Prices in America - the dumbest…
Cup of coffee at a coffee shop (premier brew - whatever that is) - 200.00 pesos.
Speeding ticket - 6000.00 pesos
5 gallon jug of filtered water - 750.00 pesos. No joke, picture to prove it —->
Dinner for four - 8000.00 pesos. In comparison, we spent Christmas day on the beach last year. We sat at Dominics the ENTIRE day eating, drinking, partying and being extremely merry. At the end of the day Dominic saw that our tab was 3600 pesos and he immediately started accusing his best employee of inflating the bill. Four big plates of food and we practically drank his bar dry, the bill was absolutely correct or within reason.

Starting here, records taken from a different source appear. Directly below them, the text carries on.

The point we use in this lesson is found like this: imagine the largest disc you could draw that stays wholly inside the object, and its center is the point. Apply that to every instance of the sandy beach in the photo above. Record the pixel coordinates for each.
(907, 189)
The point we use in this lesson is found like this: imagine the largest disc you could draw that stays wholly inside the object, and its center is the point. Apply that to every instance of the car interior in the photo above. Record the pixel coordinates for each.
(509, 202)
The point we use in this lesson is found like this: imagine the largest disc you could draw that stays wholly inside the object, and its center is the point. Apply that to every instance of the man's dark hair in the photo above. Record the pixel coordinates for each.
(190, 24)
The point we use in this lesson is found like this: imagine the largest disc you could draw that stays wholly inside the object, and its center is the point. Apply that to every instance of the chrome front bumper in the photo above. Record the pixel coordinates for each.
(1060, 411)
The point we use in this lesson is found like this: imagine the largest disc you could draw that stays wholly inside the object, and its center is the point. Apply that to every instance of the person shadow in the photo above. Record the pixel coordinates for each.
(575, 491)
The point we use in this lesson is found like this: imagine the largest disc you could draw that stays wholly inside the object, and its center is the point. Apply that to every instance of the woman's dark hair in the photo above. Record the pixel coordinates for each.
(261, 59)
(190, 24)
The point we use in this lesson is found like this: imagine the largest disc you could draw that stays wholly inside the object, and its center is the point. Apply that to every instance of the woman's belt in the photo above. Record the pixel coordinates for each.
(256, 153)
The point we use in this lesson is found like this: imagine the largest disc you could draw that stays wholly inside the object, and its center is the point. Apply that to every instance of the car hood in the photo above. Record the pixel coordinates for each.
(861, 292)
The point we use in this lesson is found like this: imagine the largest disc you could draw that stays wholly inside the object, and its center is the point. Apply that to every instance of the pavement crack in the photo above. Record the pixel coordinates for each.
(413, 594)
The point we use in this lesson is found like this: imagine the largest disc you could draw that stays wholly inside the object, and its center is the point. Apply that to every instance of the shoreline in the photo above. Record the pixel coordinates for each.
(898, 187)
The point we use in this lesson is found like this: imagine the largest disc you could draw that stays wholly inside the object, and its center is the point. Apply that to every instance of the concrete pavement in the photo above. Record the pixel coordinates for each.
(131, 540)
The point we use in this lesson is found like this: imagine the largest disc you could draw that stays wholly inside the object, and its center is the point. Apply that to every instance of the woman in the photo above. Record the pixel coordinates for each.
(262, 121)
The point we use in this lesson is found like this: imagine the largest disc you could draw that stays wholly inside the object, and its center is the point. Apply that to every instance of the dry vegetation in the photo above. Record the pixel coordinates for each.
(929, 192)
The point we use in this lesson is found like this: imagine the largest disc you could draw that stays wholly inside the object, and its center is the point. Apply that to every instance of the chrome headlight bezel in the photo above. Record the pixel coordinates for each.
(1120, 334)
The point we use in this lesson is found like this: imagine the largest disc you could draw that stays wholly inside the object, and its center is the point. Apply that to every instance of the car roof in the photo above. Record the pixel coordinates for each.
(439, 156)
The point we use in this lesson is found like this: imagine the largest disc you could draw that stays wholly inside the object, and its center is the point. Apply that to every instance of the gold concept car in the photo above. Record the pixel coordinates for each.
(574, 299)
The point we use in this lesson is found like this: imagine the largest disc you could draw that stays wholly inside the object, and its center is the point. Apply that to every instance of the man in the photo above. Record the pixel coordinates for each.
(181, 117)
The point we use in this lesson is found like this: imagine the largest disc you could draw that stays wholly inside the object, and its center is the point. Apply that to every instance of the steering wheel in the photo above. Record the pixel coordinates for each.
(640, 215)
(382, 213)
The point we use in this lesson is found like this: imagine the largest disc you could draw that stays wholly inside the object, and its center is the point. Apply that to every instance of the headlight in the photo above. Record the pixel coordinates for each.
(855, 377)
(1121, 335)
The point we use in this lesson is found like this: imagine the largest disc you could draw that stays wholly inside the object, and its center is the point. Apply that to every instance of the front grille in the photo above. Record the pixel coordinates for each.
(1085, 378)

Lunch for two at a chain restaurant - 2400 pesos and the food was horrific.
Tall draft beer ( Bud Light none the less, American beer is horrific ) - 350 pesos
Parking downtown for 2hrs - 500 pesos
Parking ticket for exceeding the prepaid 2hrs by six minutes - 1000 pesos
4 mile Uber ride home from the bar (like that happens here). 800 pesos.

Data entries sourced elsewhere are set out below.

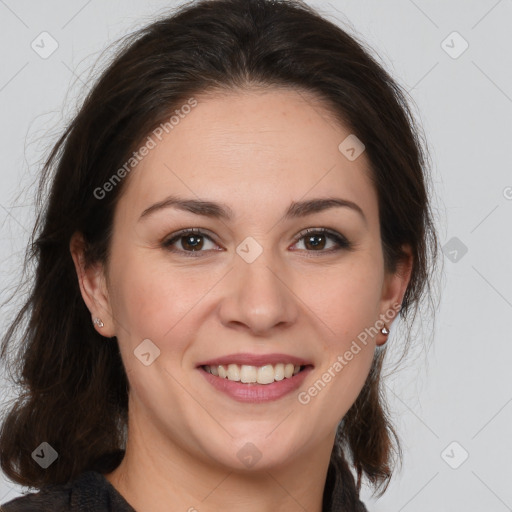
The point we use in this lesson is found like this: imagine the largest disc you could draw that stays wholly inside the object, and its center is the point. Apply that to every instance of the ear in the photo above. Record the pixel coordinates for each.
(393, 290)
(93, 287)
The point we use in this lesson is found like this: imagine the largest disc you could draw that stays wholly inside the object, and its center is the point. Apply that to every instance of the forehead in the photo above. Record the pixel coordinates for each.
(255, 148)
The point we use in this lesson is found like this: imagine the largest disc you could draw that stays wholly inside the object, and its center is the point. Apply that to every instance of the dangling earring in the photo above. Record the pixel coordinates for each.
(385, 332)
(98, 322)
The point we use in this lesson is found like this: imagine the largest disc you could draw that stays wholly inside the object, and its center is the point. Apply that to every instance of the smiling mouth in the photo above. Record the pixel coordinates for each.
(247, 374)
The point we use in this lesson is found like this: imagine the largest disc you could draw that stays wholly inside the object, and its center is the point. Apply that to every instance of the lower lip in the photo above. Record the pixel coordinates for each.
(254, 392)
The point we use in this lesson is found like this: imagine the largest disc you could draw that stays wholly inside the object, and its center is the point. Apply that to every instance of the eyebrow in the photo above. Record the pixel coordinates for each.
(297, 209)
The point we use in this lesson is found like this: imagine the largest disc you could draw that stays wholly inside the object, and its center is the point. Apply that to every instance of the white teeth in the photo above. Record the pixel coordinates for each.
(233, 372)
(250, 374)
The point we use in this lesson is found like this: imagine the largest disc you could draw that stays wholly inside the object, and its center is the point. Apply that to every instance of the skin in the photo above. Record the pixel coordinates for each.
(256, 151)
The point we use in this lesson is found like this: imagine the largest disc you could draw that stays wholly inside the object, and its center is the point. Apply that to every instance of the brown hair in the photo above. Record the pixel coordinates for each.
(74, 390)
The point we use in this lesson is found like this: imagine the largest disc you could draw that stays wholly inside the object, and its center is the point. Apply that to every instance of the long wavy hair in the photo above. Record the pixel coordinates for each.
(73, 390)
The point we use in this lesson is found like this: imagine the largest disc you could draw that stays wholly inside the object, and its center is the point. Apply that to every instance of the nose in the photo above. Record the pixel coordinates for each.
(258, 297)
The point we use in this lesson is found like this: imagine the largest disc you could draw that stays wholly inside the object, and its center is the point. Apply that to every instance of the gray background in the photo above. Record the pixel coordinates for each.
(460, 391)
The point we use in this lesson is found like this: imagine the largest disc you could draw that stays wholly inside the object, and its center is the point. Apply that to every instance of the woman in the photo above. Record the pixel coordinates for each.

Two avocados, the size of our limes - 250 pesos
State Park day pass / access fee - 600 pesos
Ice Cream sundae - 400 pesos
I averaged about 4200.00 pesos per day for living expenses. That was using pretty much the exact same routine that I do here, not balling out and spending cash like a gangsta. It was just running errands, lunch, watching the game at a bar, and an occasional dinner out… etc. In comparison I can comfortably live here with the same routine and spend less than 5000 pesos per week.
On a good note, everything in America is clean. The litter control and recycling is absolutely on point. The effort to educate the public against littering especially at the grade school level has definitely paid off. The first thing I noticed upon returning is how dirty the streets and sidewalks are here. Hopefully that is something we can all help to change.
Television, forget it. We’re not missing a damn thing. I tried to watch the “news” one morning. Its the equivalent of listening to a group of beach vendors argue over a game of dominos. “Tramposo!” I can’t imagine that anyone actually watches that nonsense on CNN or Fox News and comes away better informed. The roundtable discussions are almost as ridiculous as the “hot takes” from the anchors. Someone please dig up Walter Cronkite or put an actual adult in front of the camera. The rest of the programing consists of infomercials for the latest juicer or something related to the Kardashians. (click it, you’ll thank me!) I’ll take telenovelas over that nonsense any day of the week.
So the Sosua One compound sat empty for weeks and thankfully not a single alert from the Arlo cameras (this time). I found myself logging in and staring at the empty pool and casa on a daily basis - homesick! I’ve lived in many places including Canada, six different states in the US, Puerto Rico and the USVI’s. My home in Dominican Republic is by far my favorite. If I could click my fingers and have Lindsey, Katie, Cruz, Diane, Ed and the rest of my family all live here on the same street, there would be zero reason to go to the States. For now, I’ll keep commuting and just pray for Allegiant, Spirit or Jetblue to announce NEW DESTINATIONS FROM PUERTO PLATA….
We are glad to be home, see you on the beach.